POSTING SOUTH OF THE BORDER

Benjamin Fernandez Maribona operates independent post house Digital Sprockets (www.digitalsprockets.net) in Mexico City. The studio offers an array of services, and Fernandez Maribona serves as a jack-of-all-trades, handling editing, color correction, telecine and even production when the situation calls for it. He'll even answer the phone, because he doesn't have a secretary. And in his "free" time, he teaches post at Anahuac University.
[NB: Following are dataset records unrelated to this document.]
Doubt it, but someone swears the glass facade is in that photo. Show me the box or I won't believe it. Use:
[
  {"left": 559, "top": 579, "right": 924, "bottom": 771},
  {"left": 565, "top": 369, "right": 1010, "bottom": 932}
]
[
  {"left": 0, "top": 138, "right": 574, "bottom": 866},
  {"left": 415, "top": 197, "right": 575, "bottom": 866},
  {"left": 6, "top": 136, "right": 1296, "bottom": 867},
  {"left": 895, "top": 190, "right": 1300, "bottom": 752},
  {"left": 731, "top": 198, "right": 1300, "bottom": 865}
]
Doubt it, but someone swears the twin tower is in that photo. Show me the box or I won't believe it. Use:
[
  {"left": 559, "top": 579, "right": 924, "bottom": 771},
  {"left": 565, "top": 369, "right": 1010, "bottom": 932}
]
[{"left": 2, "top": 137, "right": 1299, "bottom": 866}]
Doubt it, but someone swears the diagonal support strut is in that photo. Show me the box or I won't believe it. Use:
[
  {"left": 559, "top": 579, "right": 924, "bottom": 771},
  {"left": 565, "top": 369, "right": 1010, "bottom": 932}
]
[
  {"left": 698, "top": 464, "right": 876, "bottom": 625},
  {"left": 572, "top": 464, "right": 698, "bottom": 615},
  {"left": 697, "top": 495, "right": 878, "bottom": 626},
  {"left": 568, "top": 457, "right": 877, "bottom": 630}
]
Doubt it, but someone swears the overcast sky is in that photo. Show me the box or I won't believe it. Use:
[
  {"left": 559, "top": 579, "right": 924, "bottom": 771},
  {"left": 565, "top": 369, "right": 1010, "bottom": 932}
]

I met Benjamin at NAB and connected by phone again a few weeks later. His workload varies from indie films to trailers to shorts to commercials, and when I spoke with him, he was waiting to get film back from the lab that he shot for a spot for Losil from Alpharma. The commercial (pictured) features a pro wrestler in a match against giant fungus competitors. It would be posted by him later that week, with an SD delivery.

"Here in Mexico, for commercial work, and for people to take you seriously, you have to work with film," he says. Getting a commercial project is not easy, he adds, and while Digital Sprockets is near agencies such as Leo Burnett and Young & Rubicam, the fact is, most of the commercial work goes to Argentina and Chile. Add to the mix the prevalence of pirated software, which allows anyone to call themselves "editor."

What he is seeing a lot of clients looking for film recording services. His studio is outfitted with a Cintel Turbo telecine, a da Vinci color corrector and a Quantel Domino/MGI Cine II film recorder. He has NewTek's VT5, which he uses for SD work, and the company's SpeedEdit program for HD. A Teranex system helps with conversion and noise reduction.

His goal for the year is to secure financing for an original film that the studio would produce and post. The project would be shot on 35mm film and the budget would go toward gear, rather than outside services. "In Mexico, there are some government incentives for film production and we are trying to take advantage of them to make the movie."